Las Provincias

Prensa y populismo

El martes 7 de noviembre no fue un buen día para los periodistas en general y para los estadounidenses en particular. El noventa y nueve coma nueve por ciento, en Europa, nos equivocamos en el pronóstico sobre el resultado del combate Clinton-Trump y los colegas del otro lado del Atlántico no solo erraron también sino que probaron el amargo sabor de la irrelevancia de sus opiniones en sus compatriotas. Es cierto que en las escuelas de periodismo no enseñan a profetizar los hechos sino a contarlos, pero la vanidad endémica de la profesión nos ha conducido a una especie de periodismo de anticipación que confunde los deseos con la realidad. Esta vez no se ha producido el habitual fenómeno de la promesa auto cumplida en que la expectativa de que ganase Clinton incitó a la mayoría de los periodistas a actuar de forma que la expectativa pudiera realizarse. Un duro golpe para la reputación de tanto analista arrogante.

Ni todas las mujeres blancas votan lo mismo, ni la comunidad latina era forzosamente pro Clinton, ni la incorreción política del candidato millonario asustaba a los votantes de clase media con estudios superiores. Una ola de frustración, ira, endogamia, patrioterismo, decepción, recorría Estados Unidos desde Florida a Seattle y desde los Grandes Lagos a California pero la pituitaria de los grandes rotativos, las poderosas cadenas de televisión, los semanarios especializados en política, fueron incapaces de detectarlo. O si lo detectaron prefirieron mirar hacia otro lado.

Los populismos son lo antagónico a una sociedad compleja, sofisticada, moderna. Se apoyan en elementos emocionales, identitarios, simplificadores y tribales. ¿Cómo podía la clase periodística estadounidense admitir que en su país estaba arraigando un fenómeno que ellos asocian a gentes primitivas, desinformadas o nacionalistas de la vieja Europa? La paradoja y la responsabilidad de los grandes medios informativos norteamericanos es que ellos habían contribuido a crear el 'monstruo' que luego han sido incapaces de cabalgar.

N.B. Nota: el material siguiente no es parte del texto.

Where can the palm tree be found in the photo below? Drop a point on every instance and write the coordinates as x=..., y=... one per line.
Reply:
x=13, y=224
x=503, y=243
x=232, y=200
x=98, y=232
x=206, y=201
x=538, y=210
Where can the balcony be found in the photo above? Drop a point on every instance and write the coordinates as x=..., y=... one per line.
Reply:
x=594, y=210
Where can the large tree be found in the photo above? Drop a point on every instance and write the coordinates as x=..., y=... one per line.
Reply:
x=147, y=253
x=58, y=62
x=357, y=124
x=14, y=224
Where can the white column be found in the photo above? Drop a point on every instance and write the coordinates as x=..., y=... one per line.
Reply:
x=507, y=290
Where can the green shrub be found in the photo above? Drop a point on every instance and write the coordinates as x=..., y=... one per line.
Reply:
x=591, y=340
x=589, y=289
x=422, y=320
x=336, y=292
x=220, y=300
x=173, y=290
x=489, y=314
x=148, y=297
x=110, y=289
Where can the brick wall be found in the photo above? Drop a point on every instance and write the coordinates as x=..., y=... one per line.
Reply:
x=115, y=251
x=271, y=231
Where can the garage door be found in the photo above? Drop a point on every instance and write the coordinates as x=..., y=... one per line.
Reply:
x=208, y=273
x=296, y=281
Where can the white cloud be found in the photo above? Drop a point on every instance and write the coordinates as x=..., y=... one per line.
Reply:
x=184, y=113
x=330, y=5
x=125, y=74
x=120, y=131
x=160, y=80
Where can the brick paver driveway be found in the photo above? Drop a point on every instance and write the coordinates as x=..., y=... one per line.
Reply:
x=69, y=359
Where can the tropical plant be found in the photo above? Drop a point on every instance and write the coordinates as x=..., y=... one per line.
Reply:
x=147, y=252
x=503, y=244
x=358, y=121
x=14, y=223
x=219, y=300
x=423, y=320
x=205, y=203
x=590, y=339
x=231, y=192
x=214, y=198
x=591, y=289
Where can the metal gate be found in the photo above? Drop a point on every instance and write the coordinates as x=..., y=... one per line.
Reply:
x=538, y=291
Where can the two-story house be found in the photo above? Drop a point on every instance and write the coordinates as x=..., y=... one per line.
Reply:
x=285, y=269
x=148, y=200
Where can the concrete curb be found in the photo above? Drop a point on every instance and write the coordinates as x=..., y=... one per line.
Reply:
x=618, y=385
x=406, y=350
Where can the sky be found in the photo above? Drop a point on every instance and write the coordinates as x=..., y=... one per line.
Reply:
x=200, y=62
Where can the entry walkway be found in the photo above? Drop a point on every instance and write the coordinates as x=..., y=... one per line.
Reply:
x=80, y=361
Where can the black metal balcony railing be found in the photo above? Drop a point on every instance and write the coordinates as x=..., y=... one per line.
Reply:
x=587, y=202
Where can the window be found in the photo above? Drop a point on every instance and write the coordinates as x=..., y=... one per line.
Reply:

Donald Trump marcó la agenda, impuso su lenguaje, abrió los telediarios, insultó a los medios, se saltó las reglas. Pero daba audiencia. Claro.

Esa es la trampa en la que están cayendo muchos medios -y no solo en EE UU- al tratar a los nuevos líderes populistas como protagonistas de un gran reality que deja réditos en audiencia sin tomar en cuenta que están alimentando la Némesis. Entonces la opinión pública da espalda a la verdad y vive de convicciones basadas en informaciones artificiales y resentimiento. Como ha dicho Dominique Moisi, consejero especial del Instituto Montaigne: «La política espectáculo se revuelve contra sus protagonistas arrastrando a una misma crisis de legitimidad a políticos y medios». El populismo se está convirtiendo en el mayor enemigo de los medios tradicionales y muchos, o no se percatan o prefieren seguir alimentando sus audiencias.